It was 1935 when Ewha Hak-dang moved its campus from Jeong-dong to Sinchon and became Ewha Womans University. At that time, Ewhayeodae-gil – the street leading from the Ewha Womans University subway station to the school’s main gate – was a quiet, rural area surrounded by farmlands and houses. From then to the present, the street has gone through numerous changes until it has become one of the most popular tourist sites in Seoul today.
During the 1970s, Ewhayeodae-gil went through a quickening period on its way toward becoming today’s modern area. Stores such as boutiques, coffee houses, and some inexpensive bars filled the streets. People’s lives were much humble.
“There were shabby houses alongside the railroad to school, and girls about our age who worked in the clothing factory were also easily seen,” recalled professor Kim Hei-sook (Philosophy), who graduated from Ewha in 1976. “The contrast between those people and the school’s atmosphere made me contemplate poverty and social irregularities during school years.”
There were a lot of coffee houses in which students could spend time in front of the school. Additionally, there were one or two street vendors who sold small snacks such as rice puffs. Those snacks were very popular among Ewha students.
“I remember using large rice puffs as fans with my friends during the summertime,” said professor Yang Ok-kyung (Social Welfare), who entered Ewha in 1978. “Spending time in a coffee shop was also my favorite leisure activity. I chatted with my friends, and had a cup of coffee and snacks as my lunch there.”
Gami Bunsik, a restaurant that students still enjoy today, has been on the street since the 1970s. Ewha students back in the days also often found comfort in this restaurant and the professors who graduated from Ewha say it is one of the few remaining sites from the old Ewhayeodae-gil.
During the 1980s, Ewha became a mecca of fashion and style. The street experienced its golden days and was filled with boutiques and coffee houses, even more than those in the 1970s.
“Unlike the franchise cafés such as Starbucks today, Ewha students in my days enjoyed going to coffee houses,” said professor Yu Sae-kyung (Media Studies), who attended Ewha during the 1980s. “They were quite dark inside and the seats were divided by partitions. I talked with my friends while listening to music that DJs put on.”
Coffee houses such as Paris Da-bang were well-known places for students from Ewha and male students from elsewhere to meet each other. "During my days, I enjoyed spending time with my boyfriend and making friends in coffee houses after club activities,” professor Lee Yun-sil (Pharmacy) said. “I even had the chance to be one of the DJs, the so-called ‘Pandori’ (A compound word of pan that refers to a long-playing record, and dori, a friendly way to call a boy or a boy character) in these coffee houses since it was a popular job to earn some pocket money at that time.”
Ewhayeodae-gil was not only a hot place for Ewha students, but also for people from other universities.
“It is true that Ewha students enjoyed shopping in front of the school,” professor Lee Hwa-jeong (Pharmacy) said “In the evening, female students from other universities and office workers usually came for shopping.

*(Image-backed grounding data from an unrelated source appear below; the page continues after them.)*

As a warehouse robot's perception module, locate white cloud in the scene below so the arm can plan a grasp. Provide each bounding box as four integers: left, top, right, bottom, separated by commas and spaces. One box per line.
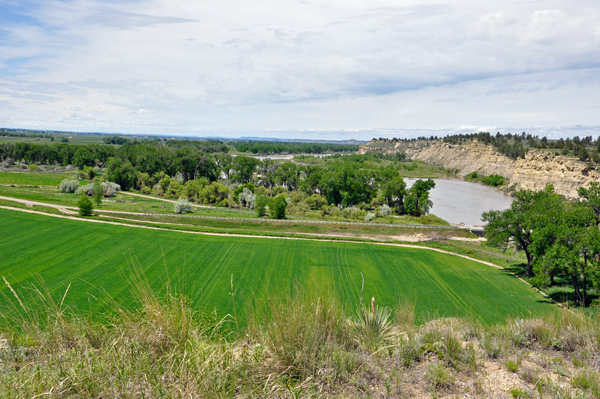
0, 0, 598, 139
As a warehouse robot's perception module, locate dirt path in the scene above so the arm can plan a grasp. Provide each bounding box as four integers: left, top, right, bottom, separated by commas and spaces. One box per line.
0, 196, 152, 215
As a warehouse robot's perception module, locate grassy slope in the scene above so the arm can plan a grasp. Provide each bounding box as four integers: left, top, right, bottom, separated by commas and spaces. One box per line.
0, 209, 555, 325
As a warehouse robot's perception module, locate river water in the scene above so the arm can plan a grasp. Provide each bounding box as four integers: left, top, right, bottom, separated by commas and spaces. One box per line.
406, 178, 513, 226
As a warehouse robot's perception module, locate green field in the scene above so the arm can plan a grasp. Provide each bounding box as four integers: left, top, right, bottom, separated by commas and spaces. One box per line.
0, 209, 555, 324
0, 171, 84, 186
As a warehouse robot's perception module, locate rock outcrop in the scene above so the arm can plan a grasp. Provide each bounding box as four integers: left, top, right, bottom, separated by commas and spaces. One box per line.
511, 151, 600, 197
357, 139, 430, 158
357, 139, 600, 198
410, 141, 515, 179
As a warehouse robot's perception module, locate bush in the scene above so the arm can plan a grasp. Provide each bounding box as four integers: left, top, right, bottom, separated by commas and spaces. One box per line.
58, 179, 80, 193
269, 195, 287, 219
174, 199, 193, 214
238, 188, 256, 209
364, 212, 375, 222
379, 204, 391, 217
102, 181, 121, 197
28, 164, 39, 171
77, 195, 94, 216
506, 360, 519, 372
78, 166, 96, 180
306, 194, 328, 210
76, 183, 94, 196
481, 174, 505, 187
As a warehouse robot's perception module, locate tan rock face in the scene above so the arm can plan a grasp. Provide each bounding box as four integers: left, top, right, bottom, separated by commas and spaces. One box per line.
511, 151, 600, 198
410, 141, 515, 178
358, 139, 600, 198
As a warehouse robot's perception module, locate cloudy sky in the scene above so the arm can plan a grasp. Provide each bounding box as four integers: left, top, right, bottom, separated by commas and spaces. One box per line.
1, 0, 599, 140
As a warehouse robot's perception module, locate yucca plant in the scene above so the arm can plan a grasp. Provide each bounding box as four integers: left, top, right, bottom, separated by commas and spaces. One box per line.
351, 298, 394, 352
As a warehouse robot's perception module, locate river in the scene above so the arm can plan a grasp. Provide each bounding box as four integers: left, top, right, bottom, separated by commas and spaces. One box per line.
406, 178, 513, 226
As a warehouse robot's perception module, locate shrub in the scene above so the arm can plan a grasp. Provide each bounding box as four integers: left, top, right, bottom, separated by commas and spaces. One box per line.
198, 182, 229, 205
78, 166, 96, 180
506, 360, 519, 372
76, 183, 94, 196
269, 195, 287, 219
102, 181, 121, 197
481, 174, 506, 187
174, 199, 193, 214
238, 188, 256, 209
77, 195, 94, 216
28, 164, 39, 171
364, 212, 375, 222
58, 179, 80, 193
379, 204, 391, 217
305, 194, 328, 210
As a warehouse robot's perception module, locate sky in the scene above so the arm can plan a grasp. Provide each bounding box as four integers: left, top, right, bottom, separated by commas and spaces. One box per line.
0, 0, 599, 140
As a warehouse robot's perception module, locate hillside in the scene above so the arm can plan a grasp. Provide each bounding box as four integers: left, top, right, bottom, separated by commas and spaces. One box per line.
359, 139, 600, 198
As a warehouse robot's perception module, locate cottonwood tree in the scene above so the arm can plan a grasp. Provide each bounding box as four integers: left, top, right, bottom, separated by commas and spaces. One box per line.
381, 176, 407, 213
404, 179, 435, 217
535, 204, 596, 306
483, 189, 553, 277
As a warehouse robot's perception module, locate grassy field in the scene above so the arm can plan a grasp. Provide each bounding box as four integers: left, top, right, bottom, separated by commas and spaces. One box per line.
0, 171, 84, 186
0, 133, 114, 145
0, 208, 555, 325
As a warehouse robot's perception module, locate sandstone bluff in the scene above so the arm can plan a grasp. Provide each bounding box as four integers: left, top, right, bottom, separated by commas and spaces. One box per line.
359, 139, 600, 198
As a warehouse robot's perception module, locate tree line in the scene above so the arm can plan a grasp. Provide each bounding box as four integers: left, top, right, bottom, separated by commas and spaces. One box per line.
483, 183, 600, 307
230, 141, 359, 154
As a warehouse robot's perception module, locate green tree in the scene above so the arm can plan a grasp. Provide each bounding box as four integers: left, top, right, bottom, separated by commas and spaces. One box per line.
92, 182, 103, 206
269, 195, 287, 219
77, 195, 94, 216
255, 194, 269, 217
535, 204, 596, 306
232, 156, 260, 184
483, 189, 550, 277
405, 179, 435, 216
105, 157, 137, 190
578, 182, 600, 225
381, 176, 407, 213
321, 166, 374, 207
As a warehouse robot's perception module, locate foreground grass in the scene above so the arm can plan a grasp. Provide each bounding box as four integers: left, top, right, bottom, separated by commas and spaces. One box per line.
0, 208, 555, 325
0, 277, 598, 398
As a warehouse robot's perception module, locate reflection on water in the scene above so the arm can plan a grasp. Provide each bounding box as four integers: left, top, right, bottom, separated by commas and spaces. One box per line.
406, 178, 513, 226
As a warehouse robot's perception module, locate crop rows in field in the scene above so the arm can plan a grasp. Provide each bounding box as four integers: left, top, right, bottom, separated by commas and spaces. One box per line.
0, 208, 555, 324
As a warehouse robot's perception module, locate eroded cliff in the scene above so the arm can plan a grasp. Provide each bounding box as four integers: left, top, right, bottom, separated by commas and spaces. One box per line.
357, 140, 600, 198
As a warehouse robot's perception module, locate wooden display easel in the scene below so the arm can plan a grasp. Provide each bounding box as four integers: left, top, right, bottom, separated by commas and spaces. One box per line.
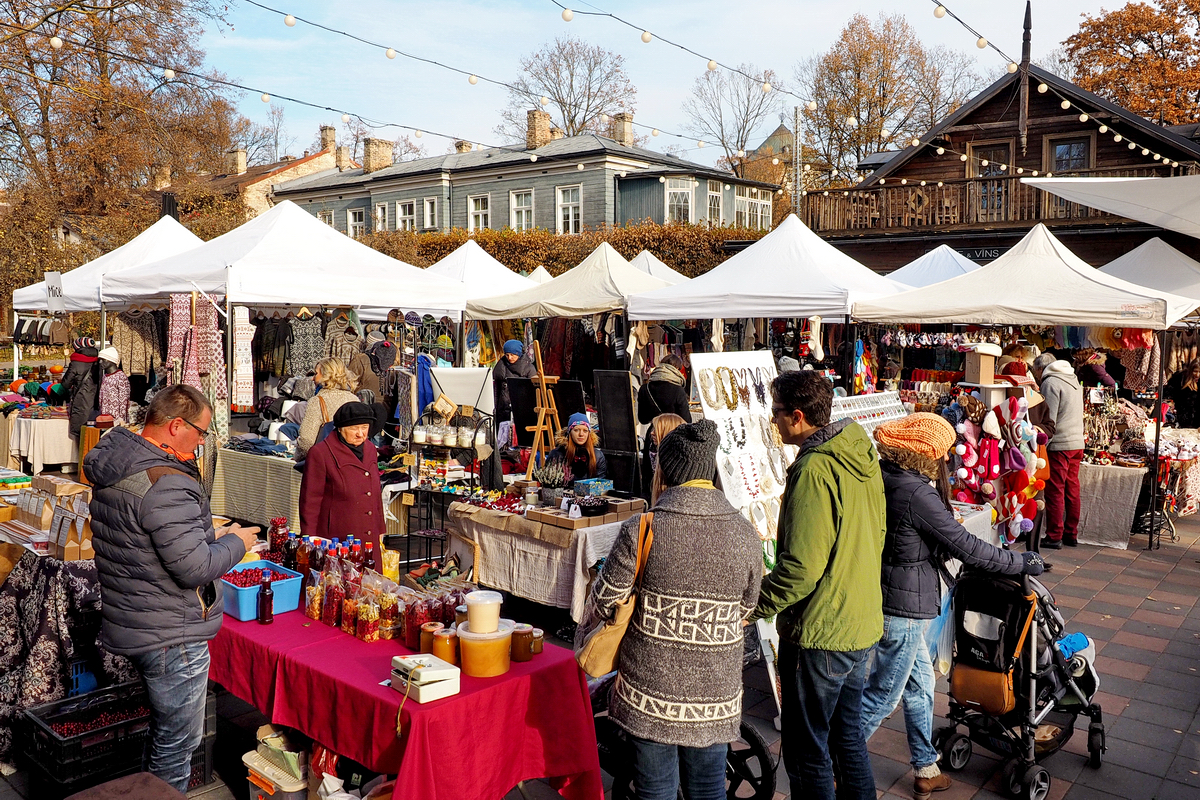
524, 341, 563, 480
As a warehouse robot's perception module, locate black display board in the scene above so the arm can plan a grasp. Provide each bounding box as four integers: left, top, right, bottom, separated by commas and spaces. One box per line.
508, 378, 586, 448
593, 370, 639, 496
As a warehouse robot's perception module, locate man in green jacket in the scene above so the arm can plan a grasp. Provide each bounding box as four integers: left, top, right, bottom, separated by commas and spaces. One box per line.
749, 371, 886, 800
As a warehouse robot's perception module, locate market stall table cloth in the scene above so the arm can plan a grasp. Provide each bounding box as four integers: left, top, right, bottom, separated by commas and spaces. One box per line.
11, 417, 75, 474
210, 614, 602, 800
210, 448, 302, 531
1077, 462, 1146, 549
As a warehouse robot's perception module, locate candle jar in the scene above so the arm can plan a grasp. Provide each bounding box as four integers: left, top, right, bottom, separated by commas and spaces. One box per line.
420, 621, 445, 654
412, 426, 427, 444
458, 427, 474, 447
475, 428, 487, 447
510, 623, 535, 662
531, 628, 544, 655
429, 427, 444, 445
431, 628, 459, 666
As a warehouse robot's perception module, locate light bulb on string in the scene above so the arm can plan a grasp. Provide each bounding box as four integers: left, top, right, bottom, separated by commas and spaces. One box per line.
724, 184, 731, 190
934, 5, 946, 17
1000, 164, 1007, 171
1114, 134, 1122, 142
530, 154, 537, 162
1129, 142, 1137, 150
806, 101, 817, 112
619, 171, 627, 178
1099, 125, 1108, 133
284, 14, 296, 26
803, 164, 811, 171
163, 68, 175, 80
561, 8, 574, 21
771, 157, 778, 165
540, 96, 550, 106
641, 30, 652, 43
386, 48, 396, 59
577, 163, 584, 170
736, 149, 745, 158
846, 116, 857, 127
415, 130, 422, 138
831, 169, 838, 177
1031, 170, 1038, 176
600, 113, 609, 123
823, 191, 829, 196
1154, 154, 1162, 160
920, 180, 927, 186
261, 93, 270, 102
1007, 62, 1018, 73
936, 147, 945, 155
707, 60, 717, 71
1016, 167, 1023, 174
658, 176, 665, 183
1046, 172, 1052, 177
1079, 113, 1088, 122
960, 154, 968, 162
881, 128, 890, 138
1037, 83, 1047, 93
976, 37, 987, 48
698, 140, 705, 148
1142, 147, 1150, 155
651, 129, 659, 137
980, 159, 989, 166
901, 178, 908, 185
1060, 100, 1071, 110
910, 137, 920, 147
937, 181, 944, 187
49, 36, 62, 49
880, 179, 886, 185
342, 114, 351, 123
468, 75, 478, 85
761, 82, 771, 93
842, 191, 848, 196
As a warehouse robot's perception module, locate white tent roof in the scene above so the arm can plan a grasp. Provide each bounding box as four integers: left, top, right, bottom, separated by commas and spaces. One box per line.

One of my friends tried to date a girl he met in front of Ewha, but it turned out that she was not Ewha student.”
Ewhayeodae-gil’s popularity for its uniqueness still exists throughout the years. In the 1990s, male students from various universities could often be found.
“There were so many male students at that time,” recalled Yang Sun-ja, the owner of a flower shop which has been standing besides Ewha since 1985. “After Yon-ko-jon (a joint festival between Yonsei and Korea University), the losers would cry in front of Ewha, pounding the ground with their fists, while the winners called for Ewha students”
The culture of fashion was further boosted during the 1990s.
“As far as I can remember, the clothing stores located in front of the school were even more crowded than it is now,” professor Chai Sang-mi (Business) said. “Today’s Ewhayeodae-gil seems much more arranged.”
Nowadays, Ewhayeodae-gil is not only a popular place for Koreans but also for foreign tourists. According to the JoongAng Ilbo, about 1,200 to 5,000 tourists visit the street daily for sightseeing and shopping. Even though the place is renowned as a famous tourist site in Seoul, some professors express concerns about the loss of its uniqueness.
“The school and the students should pay more attention to develop the street in some unique ways, not just consuming the culture surrounding them,” professor Kim said.